# MAQS and Winter Bees - Beeculture Article



## jwcarlson (Feb 14, 2014)

Thought I'd share this article about formic acid and wintering bees. 

http://www.beeculture.com/winter-bees-formic-acid-used-right-a-successful-combination/


----------



## biggraham610 (Jun 26, 2013)

Good article. Thanks for sharing. G


----------



## rv10flyer (Feb 25, 2015)

If you have more time and less money, OAV works well in August. 3-4 treatments 5-7 days apart. Then one treatment late Nov/early Dec.


----------



## aunt betty (May 4, 2015)

rv10flyer said:


> If you have more time and less money, OAV works well in August. 3-4 treatments 5-7 days apart. Then one treatment late Nov/early Dec.


Takes 4 times as much time, 4 times the fuel to go back to the hives, and 4 times the risk to ourselves. I don't think OAV is more cost effective when you compare all the costs..not just the cost per dose.
JW used to use oav...nuff said? He stopped for a reason. PM him and ask why.


----------



## crofter (May 5, 2011)

Good article! I think aunt betty has valid criticism about OAV. It is what I use but I dont have travel or time restraints to weigh. I have helped my son do Maqs and it is quick by comparison. I have also played with dosing with bulk Formic on a daily basis that can be tailored to temperatures etc. That too is totally impractical for any number of hives or where they are in different yards.

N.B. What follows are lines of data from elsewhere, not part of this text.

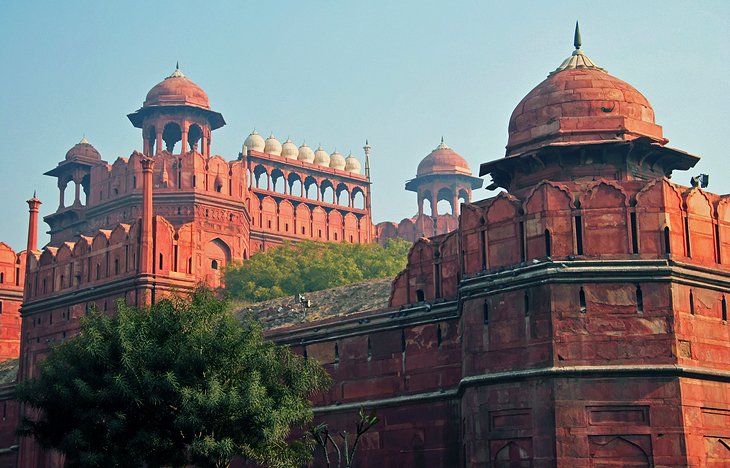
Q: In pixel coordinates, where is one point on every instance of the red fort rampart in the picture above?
(577, 318)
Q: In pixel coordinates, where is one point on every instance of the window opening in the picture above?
(579, 235)
(634, 234)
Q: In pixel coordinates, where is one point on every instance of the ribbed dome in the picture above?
(321, 158)
(443, 160)
(352, 164)
(579, 102)
(177, 90)
(289, 150)
(82, 150)
(337, 161)
(305, 153)
(272, 146)
(255, 142)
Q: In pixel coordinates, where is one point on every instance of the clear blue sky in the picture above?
(400, 73)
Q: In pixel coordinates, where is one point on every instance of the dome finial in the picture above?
(177, 73)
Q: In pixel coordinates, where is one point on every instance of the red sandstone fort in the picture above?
(577, 318)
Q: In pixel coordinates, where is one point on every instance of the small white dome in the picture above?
(254, 142)
(337, 161)
(321, 158)
(289, 150)
(352, 164)
(305, 153)
(272, 146)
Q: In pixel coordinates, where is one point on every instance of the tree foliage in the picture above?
(179, 382)
(313, 266)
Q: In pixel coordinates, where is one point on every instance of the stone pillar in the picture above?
(158, 141)
(77, 189)
(184, 141)
(62, 184)
(33, 205)
(145, 255)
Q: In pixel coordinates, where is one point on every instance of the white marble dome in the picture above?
(289, 150)
(272, 146)
(321, 157)
(305, 153)
(337, 161)
(352, 164)
(255, 142)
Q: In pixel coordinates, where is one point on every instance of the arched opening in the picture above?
(195, 133)
(171, 135)
(463, 196)
(295, 184)
(444, 207)
(342, 195)
(258, 171)
(151, 140)
(85, 189)
(444, 201)
(67, 193)
(277, 181)
(617, 452)
(310, 188)
(217, 256)
(512, 456)
(327, 191)
(427, 209)
(358, 198)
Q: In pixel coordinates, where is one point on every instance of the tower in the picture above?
(176, 110)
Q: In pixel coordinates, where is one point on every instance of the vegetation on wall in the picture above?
(181, 382)
(313, 266)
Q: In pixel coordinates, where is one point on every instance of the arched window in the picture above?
(171, 135)
(194, 135)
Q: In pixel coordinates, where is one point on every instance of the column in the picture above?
(33, 205)
(62, 184)
(184, 142)
(145, 255)
(158, 140)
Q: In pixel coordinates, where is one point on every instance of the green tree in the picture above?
(176, 383)
(313, 266)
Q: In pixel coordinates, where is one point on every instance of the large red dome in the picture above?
(177, 90)
(443, 160)
(580, 103)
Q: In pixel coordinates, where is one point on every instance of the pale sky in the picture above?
(399, 73)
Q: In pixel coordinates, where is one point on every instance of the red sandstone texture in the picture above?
(577, 319)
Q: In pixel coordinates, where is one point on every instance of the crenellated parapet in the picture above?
(600, 219)
(291, 199)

If I were treating a lot of hives with formic I would feel I needed to have some spare queens on hand or in the fall be prepared to do some combines in case of queen loss. I dont think queen mortality is high but preparedness is peace of mind. Checkbacks for queenright would be good but the cost, if you had a lot of hives, might not be worth the labor.


----------



## Agis Apiaries (Jul 22, 2014)

We tried MAQS this year. Our temps were within the specs. We had some significant queen losses. We won't be using them again!


----------



## rv10flyer (Feb 25, 2015)

Agis Apiaries said:


> We tried MAQS this year. Our temps were within the specs. We had some significant queen losses. We won't be using them again!

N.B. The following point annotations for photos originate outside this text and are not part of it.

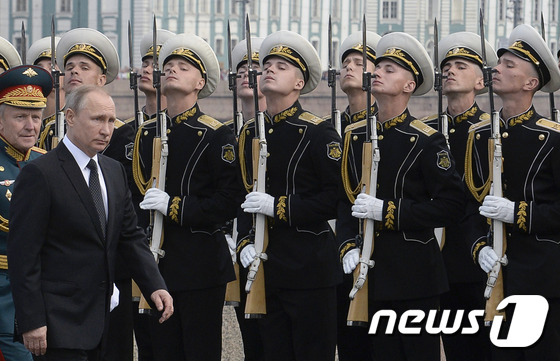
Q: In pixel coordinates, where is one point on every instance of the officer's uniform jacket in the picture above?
(421, 191)
(302, 175)
(459, 237)
(531, 179)
(203, 184)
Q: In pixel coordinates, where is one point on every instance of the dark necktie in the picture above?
(95, 190)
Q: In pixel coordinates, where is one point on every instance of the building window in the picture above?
(389, 9)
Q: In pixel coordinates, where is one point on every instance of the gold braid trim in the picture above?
(390, 216)
(281, 208)
(142, 184)
(351, 193)
(174, 209)
(478, 192)
(522, 216)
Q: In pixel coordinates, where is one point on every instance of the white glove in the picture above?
(497, 208)
(231, 247)
(351, 260)
(157, 200)
(487, 258)
(247, 255)
(114, 298)
(367, 206)
(258, 202)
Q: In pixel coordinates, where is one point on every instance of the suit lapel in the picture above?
(76, 177)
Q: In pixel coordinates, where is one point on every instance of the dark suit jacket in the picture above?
(60, 266)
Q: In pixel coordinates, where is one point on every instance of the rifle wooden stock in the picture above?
(255, 306)
(358, 310)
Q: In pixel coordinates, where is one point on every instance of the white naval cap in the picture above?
(147, 42)
(9, 56)
(92, 44)
(239, 52)
(197, 52)
(354, 43)
(466, 45)
(406, 51)
(525, 43)
(41, 49)
(298, 51)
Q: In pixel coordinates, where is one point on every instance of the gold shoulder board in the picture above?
(549, 124)
(310, 118)
(356, 125)
(423, 128)
(210, 122)
(480, 124)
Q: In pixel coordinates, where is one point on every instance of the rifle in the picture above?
(59, 115)
(358, 310)
(23, 49)
(160, 152)
(233, 297)
(255, 306)
(442, 116)
(133, 75)
(494, 292)
(332, 73)
(553, 111)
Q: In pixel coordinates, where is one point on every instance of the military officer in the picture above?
(40, 54)
(302, 175)
(23, 93)
(530, 204)
(417, 189)
(461, 67)
(353, 342)
(202, 192)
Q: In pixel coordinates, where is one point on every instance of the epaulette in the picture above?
(429, 118)
(310, 118)
(422, 127)
(119, 123)
(38, 150)
(210, 122)
(549, 124)
(356, 125)
(479, 125)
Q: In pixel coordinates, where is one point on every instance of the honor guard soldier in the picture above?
(530, 204)
(202, 192)
(23, 93)
(40, 54)
(417, 190)
(302, 173)
(252, 342)
(461, 66)
(353, 342)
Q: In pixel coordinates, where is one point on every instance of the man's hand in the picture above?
(163, 302)
(36, 341)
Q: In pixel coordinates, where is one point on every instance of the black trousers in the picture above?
(299, 324)
(400, 347)
(194, 332)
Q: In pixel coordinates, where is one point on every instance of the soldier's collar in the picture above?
(520, 118)
(396, 120)
(283, 115)
(464, 115)
(184, 116)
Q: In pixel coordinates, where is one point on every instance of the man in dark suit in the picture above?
(64, 265)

I don't recall hearing this with OAV and Apiguard.


----------



## biggraham610 (Jun 26, 2013)

Agis Apiaries said:


> We had some significant queen losses.


This always seems to be the question. Hit and miss, but queen loss is a relevant factor in the equation. G


----------



## jwcarlson (Feb 14, 2014)

aunt betty said:


> Takes 4 times as much time, 4 times the fuel to go back to the hives, and 4 times the risk to ourselves. I don't think OAV is more cost effective when you compare all the costs..not just the cost per dose.
> JW used to use oav...nuff said? He stopped for a reason. PM him and ask why.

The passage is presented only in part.